How to Calculate Overtime for Salaried Nonexempt Employees

Posted By Alan Burton Newman, PLC || 24-Sep-2015

In California, the general rule is that any work done over eight hours in a day is overtime. The first four hours of overtime are computed at one-and-a-half times (1.5x) the regular rate, and any hours in excess of those four hours is paid at a rate of two times (2x) the regular rate. If the employee works seven days a week, on the seventh day, the employee is entitled to 1.5x the regular rate for the first eight hours and 2x the regular rate after that.

Calculating Regular Rates

Calculating the regular rate requires some analysis. For example, if the employee is paid a salary of $1,000 a week, the regular rate would be based on a 40 hour work week. Therefore, the employee’s regular rate is $25. It does not matter if the employee typically works 60 hours a week. This is to the employee’s benefit—if 60 hours were used rather than 40 hours, the regular rate would be only $16.67!

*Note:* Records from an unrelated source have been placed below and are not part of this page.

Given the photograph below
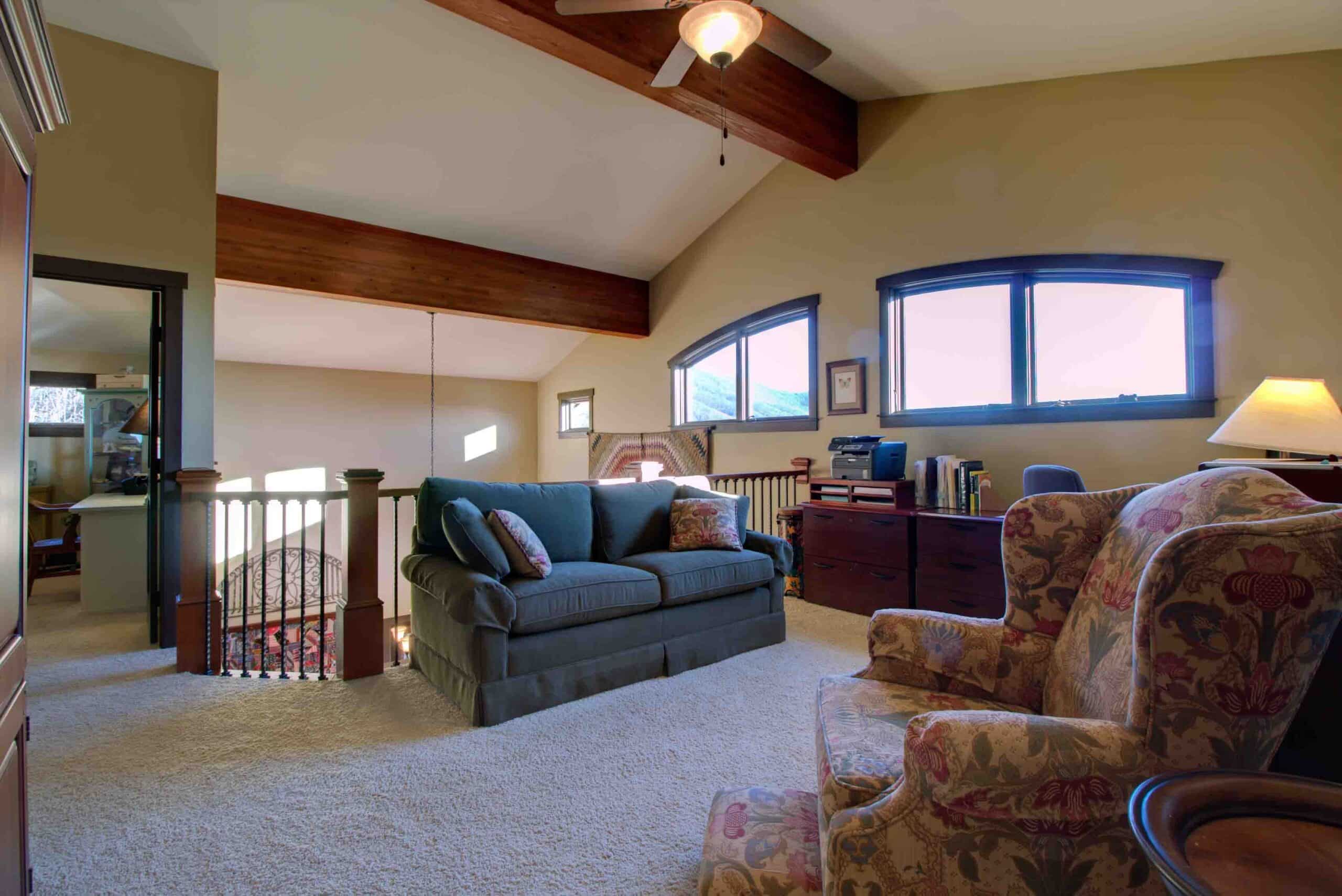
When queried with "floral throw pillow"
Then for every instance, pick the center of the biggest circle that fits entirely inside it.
(525, 552)
(701, 524)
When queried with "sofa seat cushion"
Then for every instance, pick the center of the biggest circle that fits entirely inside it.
(697, 576)
(861, 734)
(580, 592)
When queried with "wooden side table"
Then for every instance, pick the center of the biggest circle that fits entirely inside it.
(1240, 834)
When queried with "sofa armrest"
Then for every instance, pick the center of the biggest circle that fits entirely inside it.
(959, 654)
(470, 597)
(1018, 767)
(773, 548)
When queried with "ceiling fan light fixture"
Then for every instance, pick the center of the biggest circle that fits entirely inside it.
(721, 30)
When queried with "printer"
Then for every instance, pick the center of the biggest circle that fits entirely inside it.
(868, 458)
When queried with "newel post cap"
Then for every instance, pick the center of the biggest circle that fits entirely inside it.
(361, 474)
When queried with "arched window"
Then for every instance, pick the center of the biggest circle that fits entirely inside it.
(755, 375)
(1047, 338)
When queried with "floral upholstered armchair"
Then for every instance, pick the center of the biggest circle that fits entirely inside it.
(1146, 630)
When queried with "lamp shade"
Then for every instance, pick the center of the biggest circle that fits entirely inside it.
(1286, 415)
(721, 30)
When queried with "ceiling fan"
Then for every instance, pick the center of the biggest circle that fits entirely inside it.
(715, 30)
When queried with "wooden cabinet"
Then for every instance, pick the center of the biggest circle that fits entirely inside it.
(960, 565)
(857, 560)
(868, 558)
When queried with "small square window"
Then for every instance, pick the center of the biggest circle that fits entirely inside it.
(575, 414)
(57, 402)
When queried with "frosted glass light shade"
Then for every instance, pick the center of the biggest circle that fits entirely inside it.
(721, 30)
(1286, 415)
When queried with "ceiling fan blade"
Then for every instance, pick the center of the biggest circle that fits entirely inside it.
(784, 41)
(673, 70)
(587, 7)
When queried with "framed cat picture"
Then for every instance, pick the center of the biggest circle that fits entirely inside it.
(847, 387)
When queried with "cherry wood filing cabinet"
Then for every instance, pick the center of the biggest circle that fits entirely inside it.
(863, 560)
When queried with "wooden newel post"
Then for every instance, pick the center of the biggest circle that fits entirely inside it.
(198, 651)
(359, 615)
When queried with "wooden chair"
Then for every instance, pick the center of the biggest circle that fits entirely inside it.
(42, 550)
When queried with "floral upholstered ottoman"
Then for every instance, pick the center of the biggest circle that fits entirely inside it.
(761, 841)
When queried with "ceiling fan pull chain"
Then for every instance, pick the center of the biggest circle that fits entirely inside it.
(722, 116)
(432, 379)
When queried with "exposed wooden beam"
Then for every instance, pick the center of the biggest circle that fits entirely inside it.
(770, 102)
(262, 244)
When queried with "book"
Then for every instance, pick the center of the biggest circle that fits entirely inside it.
(967, 469)
(975, 486)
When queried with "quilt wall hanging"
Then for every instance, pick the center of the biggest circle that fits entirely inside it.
(682, 452)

Assuming that the additional 20 hours consisted of 4 hours per day for 5 days a week, the employee would be entitled to 40 hours at the regular rate of 25 dollars and 20 hours at the rate of 1.5x, which is 37.50 dollars. Based upon the above, the employee should receive a $1,000 base pay and $750 overtime pay. Therefore, the employee’s total wages for the week should be $1,750 rather than the $1,000 paid as salary.